Он писал, что на одного жителя в СССР приходится продуктов больше и лучшего качества, чем в Германии и Италии, что реальная заработная плата советских рабочих возросла с 1929 года на 278 процентов, что каждый работающий пользуется месячным оплачиваемым отпуском. А Москва по степени развитости общественного транспорта находится на первом месте в мире.
Благодаря электрификации, писал он, Москва сияет ночью, как ни один город в мире, что в московских магазинах можно в большом выборе получить продукты питания по ценам, вполне доступным среднему гражданину Советского Союза, и в целом весь громадный город Москва дышал удовлетворением и согласием и более того — счастьем.
— Нам надо смелее, напористее, энергичнее вести пропаганду советского образа жизни, — резанул воздух малюсенькой ладонью карликового роста Ежов. — Произведение «Москва 1937» должна быть настольной книгой в любом нашем посольстве. Проследите за этим.
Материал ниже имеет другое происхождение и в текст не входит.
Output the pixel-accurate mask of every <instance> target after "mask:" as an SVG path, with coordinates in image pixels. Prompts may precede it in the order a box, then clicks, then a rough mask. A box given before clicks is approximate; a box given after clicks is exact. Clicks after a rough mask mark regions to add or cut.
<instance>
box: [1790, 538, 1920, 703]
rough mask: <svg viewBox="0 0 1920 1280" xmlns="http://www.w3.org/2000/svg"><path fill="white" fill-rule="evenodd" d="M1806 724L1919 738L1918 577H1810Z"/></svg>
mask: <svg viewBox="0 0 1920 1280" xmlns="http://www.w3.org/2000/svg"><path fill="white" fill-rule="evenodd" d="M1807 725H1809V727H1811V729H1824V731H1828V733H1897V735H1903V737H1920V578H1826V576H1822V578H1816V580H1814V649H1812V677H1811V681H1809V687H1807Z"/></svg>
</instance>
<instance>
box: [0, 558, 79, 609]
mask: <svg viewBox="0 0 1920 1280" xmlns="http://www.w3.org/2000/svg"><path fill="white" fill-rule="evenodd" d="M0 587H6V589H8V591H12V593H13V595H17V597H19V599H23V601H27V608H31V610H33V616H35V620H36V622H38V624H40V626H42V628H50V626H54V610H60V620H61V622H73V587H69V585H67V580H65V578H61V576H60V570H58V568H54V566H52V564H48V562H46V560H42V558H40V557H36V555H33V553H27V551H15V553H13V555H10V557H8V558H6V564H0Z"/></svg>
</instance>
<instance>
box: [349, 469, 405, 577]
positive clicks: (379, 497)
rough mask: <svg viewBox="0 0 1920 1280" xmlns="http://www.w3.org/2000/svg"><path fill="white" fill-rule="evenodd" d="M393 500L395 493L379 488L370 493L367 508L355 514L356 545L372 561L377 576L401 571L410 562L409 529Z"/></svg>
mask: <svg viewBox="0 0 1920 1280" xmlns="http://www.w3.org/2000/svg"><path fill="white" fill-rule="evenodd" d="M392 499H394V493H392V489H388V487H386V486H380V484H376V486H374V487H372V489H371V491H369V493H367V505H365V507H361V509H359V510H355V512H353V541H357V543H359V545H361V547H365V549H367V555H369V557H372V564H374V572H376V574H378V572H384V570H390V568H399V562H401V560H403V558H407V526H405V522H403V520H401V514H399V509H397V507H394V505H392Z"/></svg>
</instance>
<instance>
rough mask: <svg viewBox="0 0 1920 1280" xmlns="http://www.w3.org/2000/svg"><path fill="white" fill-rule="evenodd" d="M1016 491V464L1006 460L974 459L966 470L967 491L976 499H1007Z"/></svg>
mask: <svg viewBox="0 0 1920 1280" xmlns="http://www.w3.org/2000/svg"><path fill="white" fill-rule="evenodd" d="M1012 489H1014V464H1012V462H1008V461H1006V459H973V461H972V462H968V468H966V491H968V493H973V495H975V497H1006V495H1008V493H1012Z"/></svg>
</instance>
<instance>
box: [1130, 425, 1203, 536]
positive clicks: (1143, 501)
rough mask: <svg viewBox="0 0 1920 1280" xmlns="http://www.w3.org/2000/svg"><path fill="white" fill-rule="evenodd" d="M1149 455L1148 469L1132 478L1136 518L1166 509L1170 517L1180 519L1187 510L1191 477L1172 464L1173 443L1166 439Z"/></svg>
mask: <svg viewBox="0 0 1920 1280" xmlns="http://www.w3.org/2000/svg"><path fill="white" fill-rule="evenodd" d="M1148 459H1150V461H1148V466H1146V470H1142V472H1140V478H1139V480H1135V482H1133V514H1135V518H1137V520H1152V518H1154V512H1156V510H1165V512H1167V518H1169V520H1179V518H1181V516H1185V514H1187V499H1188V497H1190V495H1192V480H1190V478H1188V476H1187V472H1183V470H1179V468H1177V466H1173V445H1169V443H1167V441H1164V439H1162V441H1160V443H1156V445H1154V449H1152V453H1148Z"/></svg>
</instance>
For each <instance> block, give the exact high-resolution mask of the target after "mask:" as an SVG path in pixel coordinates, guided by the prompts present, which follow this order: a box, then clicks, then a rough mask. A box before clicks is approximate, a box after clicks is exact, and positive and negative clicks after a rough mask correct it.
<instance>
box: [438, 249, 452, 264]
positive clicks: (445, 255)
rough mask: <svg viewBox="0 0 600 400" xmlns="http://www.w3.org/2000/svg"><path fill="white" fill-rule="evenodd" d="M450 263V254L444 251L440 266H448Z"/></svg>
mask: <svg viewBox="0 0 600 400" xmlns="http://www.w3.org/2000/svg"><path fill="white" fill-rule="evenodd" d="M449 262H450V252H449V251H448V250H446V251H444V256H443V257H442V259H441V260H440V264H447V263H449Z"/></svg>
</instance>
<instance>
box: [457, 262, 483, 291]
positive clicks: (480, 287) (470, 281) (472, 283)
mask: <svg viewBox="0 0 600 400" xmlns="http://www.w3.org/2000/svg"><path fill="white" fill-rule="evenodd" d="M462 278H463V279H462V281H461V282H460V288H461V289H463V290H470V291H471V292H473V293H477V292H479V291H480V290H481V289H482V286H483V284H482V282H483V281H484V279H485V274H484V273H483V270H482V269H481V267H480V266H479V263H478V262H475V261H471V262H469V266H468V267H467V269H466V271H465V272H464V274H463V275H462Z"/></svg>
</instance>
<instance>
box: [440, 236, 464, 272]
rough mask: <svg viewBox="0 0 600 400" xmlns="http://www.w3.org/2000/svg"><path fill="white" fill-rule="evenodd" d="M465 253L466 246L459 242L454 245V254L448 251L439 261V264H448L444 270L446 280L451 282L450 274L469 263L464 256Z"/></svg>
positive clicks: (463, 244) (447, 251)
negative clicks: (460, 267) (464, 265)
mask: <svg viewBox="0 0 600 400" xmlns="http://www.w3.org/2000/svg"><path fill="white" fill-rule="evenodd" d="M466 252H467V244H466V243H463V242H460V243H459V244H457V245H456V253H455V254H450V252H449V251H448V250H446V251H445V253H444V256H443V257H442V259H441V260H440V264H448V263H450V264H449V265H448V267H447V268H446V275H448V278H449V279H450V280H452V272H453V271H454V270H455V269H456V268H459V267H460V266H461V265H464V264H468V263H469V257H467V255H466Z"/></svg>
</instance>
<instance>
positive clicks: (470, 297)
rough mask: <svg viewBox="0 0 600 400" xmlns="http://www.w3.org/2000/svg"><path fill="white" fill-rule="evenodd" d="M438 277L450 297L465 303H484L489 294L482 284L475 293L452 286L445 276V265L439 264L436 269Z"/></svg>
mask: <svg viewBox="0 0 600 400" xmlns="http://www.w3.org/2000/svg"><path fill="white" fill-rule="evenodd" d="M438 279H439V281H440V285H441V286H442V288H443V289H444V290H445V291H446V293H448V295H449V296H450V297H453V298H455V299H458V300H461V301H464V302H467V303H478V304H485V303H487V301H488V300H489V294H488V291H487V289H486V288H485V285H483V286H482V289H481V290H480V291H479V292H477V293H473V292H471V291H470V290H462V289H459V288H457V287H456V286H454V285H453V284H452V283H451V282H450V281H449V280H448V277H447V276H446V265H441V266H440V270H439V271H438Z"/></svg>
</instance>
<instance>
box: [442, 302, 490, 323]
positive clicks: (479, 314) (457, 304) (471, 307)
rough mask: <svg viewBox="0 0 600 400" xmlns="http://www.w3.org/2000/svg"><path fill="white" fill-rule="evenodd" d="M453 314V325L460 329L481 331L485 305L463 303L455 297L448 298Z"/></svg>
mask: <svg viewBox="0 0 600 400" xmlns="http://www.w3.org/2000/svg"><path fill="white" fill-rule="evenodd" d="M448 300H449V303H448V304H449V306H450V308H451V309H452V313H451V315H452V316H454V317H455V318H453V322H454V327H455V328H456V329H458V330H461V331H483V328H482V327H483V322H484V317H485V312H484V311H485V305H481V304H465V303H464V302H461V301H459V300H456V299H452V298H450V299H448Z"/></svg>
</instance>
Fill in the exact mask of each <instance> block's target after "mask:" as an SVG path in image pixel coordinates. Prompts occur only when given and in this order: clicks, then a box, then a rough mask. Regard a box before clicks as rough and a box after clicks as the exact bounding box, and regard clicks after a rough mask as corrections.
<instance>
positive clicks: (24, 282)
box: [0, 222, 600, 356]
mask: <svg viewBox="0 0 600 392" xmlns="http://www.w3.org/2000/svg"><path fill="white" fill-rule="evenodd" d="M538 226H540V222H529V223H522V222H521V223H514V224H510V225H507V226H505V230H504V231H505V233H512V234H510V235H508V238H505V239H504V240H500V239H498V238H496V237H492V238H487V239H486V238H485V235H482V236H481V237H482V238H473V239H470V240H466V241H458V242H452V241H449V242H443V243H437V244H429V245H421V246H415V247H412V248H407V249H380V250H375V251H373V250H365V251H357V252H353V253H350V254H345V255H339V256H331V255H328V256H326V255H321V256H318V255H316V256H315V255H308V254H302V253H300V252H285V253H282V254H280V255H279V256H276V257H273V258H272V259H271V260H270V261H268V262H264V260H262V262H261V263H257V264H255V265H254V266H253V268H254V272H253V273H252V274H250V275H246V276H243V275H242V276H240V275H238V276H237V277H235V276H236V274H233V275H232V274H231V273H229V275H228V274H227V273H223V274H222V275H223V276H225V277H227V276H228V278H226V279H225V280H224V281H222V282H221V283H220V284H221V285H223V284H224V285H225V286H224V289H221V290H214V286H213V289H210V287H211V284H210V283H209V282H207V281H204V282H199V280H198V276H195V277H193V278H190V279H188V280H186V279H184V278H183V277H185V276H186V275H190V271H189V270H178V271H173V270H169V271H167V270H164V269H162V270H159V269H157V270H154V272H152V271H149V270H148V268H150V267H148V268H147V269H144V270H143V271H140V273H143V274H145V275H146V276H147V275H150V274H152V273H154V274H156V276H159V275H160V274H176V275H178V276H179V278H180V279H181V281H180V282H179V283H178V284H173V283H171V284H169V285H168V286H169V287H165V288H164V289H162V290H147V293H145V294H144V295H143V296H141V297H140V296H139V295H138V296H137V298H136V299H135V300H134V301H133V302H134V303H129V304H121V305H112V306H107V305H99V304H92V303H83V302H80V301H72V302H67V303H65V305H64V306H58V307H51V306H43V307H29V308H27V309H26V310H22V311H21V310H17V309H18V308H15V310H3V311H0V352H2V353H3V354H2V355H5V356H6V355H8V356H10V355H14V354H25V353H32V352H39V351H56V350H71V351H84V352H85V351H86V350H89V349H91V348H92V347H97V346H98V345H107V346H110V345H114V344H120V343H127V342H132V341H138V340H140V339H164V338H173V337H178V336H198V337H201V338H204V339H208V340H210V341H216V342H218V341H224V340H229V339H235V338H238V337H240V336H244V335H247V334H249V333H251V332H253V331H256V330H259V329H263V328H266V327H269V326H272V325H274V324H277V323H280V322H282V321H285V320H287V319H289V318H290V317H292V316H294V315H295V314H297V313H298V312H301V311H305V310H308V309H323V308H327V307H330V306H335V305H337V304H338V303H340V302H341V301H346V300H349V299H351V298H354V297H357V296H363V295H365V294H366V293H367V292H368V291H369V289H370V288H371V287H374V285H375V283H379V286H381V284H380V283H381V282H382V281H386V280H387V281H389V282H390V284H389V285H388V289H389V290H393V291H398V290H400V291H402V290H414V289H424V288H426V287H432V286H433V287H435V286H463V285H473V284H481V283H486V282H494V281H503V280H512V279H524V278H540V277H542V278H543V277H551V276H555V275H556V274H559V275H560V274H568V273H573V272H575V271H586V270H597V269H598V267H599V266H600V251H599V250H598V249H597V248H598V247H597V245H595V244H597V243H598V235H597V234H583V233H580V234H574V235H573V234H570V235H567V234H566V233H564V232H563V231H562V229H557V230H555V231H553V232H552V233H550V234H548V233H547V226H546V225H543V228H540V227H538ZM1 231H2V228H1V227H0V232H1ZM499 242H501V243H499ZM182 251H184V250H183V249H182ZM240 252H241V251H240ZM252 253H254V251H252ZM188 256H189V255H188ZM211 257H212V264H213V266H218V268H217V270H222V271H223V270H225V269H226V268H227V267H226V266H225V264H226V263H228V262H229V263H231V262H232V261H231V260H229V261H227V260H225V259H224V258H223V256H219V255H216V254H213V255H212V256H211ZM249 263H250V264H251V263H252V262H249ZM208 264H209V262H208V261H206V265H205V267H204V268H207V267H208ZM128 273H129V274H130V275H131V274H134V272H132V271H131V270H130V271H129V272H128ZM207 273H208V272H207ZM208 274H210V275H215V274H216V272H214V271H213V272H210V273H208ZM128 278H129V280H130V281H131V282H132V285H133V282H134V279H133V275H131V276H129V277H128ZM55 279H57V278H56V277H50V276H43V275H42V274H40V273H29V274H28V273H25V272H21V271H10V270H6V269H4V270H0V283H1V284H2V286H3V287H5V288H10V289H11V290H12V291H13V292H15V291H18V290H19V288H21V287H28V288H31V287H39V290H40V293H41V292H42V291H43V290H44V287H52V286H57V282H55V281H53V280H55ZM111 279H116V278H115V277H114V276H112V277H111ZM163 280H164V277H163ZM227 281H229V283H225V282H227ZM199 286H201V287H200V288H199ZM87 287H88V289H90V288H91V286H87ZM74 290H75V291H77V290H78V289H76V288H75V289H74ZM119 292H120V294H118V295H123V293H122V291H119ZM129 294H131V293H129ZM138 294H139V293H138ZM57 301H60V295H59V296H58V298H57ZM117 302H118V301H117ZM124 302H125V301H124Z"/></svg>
Нам нужны авторитетные российские граждане — писатели, музыканты, ученые и философы. Мы их сделаем советскими. Они сами убедятся в правоте и правильности своего выбора…
Парижская резидентура НКВД поставила задачу Ивану Яковлевичу Билибину, русскому художнику, книжному иллюстратору и театральному оформителю, положительно повлиять на Куприна.
Цель одна — усилить мотивацию для принятия решения о возвращении на Родину.
Но это был выстрел из пушки по воробьям. Этот же воробышек давно уже созрел, чтобы отправиться на Родину, в Россию, в дорогую сердцу Москву, с которой были связаны его лучшие годы, и там умереть.
Но вернемся к Билибину.
Как же Иван Яковлевич оказался в Париже?
На пароходе «Саратов» он 21 февраля 1920 года отплывает из Новороссийска. Сначала оказался в Египте — в лагере в Тель-эль-Кебире. Путешествует по Сирии и Палестине, в 1924 году поселяется в Александрии, а в августе 1925 года переезжает в Париж. С годами он примирился с Советской властью. В 1935–1936 годах участвует в оформлении советского посольства в Париже, создает монументальное панно «Микула Селянинович».
Там его и «подготовили» к возвращению в Советский Союз.
* * *Куприн, пусть не часто, но встречался с Буниным, который с пиететом относился к «шалуну» и хотя и редко, но всегда в критические моменты поддерживал его материально. Еще бы: знакомы давно, в политических оценках «Совдепии» солидарны, правда, Иван Алексеевич продолжал упорно трудиться и в Париже, и на юге Франции, а в 1933 году его творческая деятельность в литературе была оценена присуждением Нобелевской премии.